Compared to five other major cities in England, hospitality businesses in the capital have seen their rateable values rise the most, up 63 per cent.
A trail of broken promises
London is already the most expensive place in the country to do business – these cost increases make it even more difficult.
This is the opposite of what the government promised. In the Labor Party’s manifesto, it promised to create a level playing field between the big shopping streets and the online giants.
Instead, local pubs, neighborhood restaurants and independent hotels are worse off than distribution warehouses, large supermarkets and office buildings.
The playing field has not been leveled. Instead, the gap has continued to grow disproportionately.
This problem needs to be solved, and quickly. It’s less than two months before companies will have to pay these higher rates, and they tell me this is simply unsustainable.

Preserve our hospitality
The standard
But what about our hotels, our restaurants, our bars and our cafes?
The government’s commitment was to reform the system for the benefit of the entire high street. This is a catering-wide problem that needs a catering-wide solution.
The answer is simple: increase the business rates discount from the current offer of 5p in the pound to 20p. That is the maximum allowed in the law – legislation that the government itself has implemented.
By introducing that maximum discount, you show the sector that you are serious about solving this problem and that you actually want to create a level playing field for the shopping streets.
Help is needed for everyone, not just pubs
Companies in the catering industry and in the shopping streets all benefit from each other: it is a virtuous circle.
A family coming to London for a show will likely stay overnight and then treat themselves to a meal and perhaps a leisurely pint. The next day they get coffee and breakfast at the local café.
Excluding parts of the sector from support only risks reducing the overall hospitality offering we have here.

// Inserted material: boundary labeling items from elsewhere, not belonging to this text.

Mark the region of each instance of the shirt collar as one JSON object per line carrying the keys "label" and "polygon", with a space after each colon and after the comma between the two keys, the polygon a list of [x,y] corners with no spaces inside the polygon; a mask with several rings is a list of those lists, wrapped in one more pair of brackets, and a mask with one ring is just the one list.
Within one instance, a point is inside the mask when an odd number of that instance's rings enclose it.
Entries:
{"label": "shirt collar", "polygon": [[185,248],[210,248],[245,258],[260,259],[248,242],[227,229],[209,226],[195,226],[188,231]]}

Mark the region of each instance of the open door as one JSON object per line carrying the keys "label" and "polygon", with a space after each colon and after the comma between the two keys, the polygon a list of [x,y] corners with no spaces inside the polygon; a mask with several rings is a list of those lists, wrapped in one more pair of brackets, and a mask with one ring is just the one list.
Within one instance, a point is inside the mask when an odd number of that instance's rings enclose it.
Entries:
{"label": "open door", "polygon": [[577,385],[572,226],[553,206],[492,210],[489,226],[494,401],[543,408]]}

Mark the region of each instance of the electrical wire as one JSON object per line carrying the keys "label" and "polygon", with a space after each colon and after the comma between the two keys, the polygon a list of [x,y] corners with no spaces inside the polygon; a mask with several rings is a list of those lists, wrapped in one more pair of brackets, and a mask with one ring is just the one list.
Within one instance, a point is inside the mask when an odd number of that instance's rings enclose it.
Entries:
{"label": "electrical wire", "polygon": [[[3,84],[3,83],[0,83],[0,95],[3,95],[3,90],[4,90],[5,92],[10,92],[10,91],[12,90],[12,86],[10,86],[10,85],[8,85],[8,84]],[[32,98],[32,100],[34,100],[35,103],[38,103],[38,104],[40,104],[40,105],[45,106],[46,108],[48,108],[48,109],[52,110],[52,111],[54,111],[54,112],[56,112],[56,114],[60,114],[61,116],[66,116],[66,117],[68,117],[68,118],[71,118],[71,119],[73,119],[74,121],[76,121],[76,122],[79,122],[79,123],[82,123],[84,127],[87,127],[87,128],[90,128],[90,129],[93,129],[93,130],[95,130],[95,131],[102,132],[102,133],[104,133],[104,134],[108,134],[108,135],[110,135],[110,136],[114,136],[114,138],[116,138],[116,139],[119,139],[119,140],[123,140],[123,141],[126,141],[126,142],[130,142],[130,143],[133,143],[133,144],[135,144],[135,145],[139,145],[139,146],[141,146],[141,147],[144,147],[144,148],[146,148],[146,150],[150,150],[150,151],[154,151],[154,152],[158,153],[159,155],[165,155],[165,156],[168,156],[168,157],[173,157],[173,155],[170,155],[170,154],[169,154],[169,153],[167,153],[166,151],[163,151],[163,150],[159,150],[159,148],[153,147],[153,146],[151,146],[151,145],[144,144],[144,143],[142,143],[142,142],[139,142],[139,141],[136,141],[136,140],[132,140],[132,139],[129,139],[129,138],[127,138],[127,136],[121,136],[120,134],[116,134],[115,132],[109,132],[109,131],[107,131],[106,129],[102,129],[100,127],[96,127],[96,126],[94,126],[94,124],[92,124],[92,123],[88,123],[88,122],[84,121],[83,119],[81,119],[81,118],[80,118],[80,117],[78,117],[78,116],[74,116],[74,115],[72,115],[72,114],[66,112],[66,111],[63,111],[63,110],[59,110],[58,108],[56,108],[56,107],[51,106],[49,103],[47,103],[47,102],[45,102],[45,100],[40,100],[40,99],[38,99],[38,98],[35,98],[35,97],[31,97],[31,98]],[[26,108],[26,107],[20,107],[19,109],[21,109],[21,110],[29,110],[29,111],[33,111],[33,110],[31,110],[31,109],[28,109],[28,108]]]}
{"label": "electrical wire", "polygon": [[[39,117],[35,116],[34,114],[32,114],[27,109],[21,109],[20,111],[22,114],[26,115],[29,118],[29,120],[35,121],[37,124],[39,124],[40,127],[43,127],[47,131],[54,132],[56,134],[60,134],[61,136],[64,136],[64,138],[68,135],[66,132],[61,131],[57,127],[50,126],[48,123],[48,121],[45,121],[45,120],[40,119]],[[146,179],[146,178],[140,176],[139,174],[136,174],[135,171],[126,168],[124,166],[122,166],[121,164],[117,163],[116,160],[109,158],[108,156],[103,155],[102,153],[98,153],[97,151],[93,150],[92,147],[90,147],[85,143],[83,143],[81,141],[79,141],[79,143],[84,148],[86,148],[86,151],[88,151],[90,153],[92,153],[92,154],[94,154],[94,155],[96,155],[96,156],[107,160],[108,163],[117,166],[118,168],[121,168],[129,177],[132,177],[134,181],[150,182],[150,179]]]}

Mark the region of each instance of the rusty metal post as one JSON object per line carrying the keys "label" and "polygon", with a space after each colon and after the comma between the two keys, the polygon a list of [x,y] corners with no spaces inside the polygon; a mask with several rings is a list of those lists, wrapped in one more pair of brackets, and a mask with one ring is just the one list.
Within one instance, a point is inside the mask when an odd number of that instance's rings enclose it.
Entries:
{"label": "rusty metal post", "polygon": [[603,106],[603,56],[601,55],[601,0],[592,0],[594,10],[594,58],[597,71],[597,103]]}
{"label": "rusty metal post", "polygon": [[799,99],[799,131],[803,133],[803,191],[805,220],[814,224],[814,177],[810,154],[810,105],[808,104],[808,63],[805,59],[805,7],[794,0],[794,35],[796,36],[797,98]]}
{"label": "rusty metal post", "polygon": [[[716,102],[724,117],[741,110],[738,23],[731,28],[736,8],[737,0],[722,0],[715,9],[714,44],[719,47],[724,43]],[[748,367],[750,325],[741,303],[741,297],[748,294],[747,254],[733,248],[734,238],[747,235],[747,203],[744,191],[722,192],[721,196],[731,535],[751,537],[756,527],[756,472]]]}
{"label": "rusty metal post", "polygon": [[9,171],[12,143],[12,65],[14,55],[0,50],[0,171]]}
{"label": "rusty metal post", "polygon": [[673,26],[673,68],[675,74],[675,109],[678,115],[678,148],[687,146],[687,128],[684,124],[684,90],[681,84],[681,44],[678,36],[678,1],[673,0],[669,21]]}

And this does not only apply to the catering industry; our sector is so important to the London economy as a whole. One in ten jobs in the capital are in hospitality, and the sector contributes more than £20 billion to London’s economy.
It is vital that we get this right and support the businesses that drive this growth, create local jobs and attract investment.
Because the soft power that a thriving hospitality, tourism and leisure sector gives to capital is so important – that’s why companies want to invest and establish themselves in London.
Companies want to be located in vibrant cities with a thriving hospitality sector. Just look at areas where hospitality is taking off, such as King’s Cross, Old Street and Farringdon.
Of course, work at local and mayoral level is also needed to achieve this, and there is positive collaboration on improving licensing and pedestrianising Oxford Street, to name but two.
But ultimately, hospitality businesses need a lower and more sustainable tax burden to realize their growth potential, create more jobs and revitalize our high streets.
This is currently starting with setting business rates across the sector. No part of the high street hospitality industry will be immune to these increases, and getting them right will be key to ensuring that job losses and business closures do not accelerate.
If we want to keep the hospitality heart of London beating strong, we need that sector-wide solution.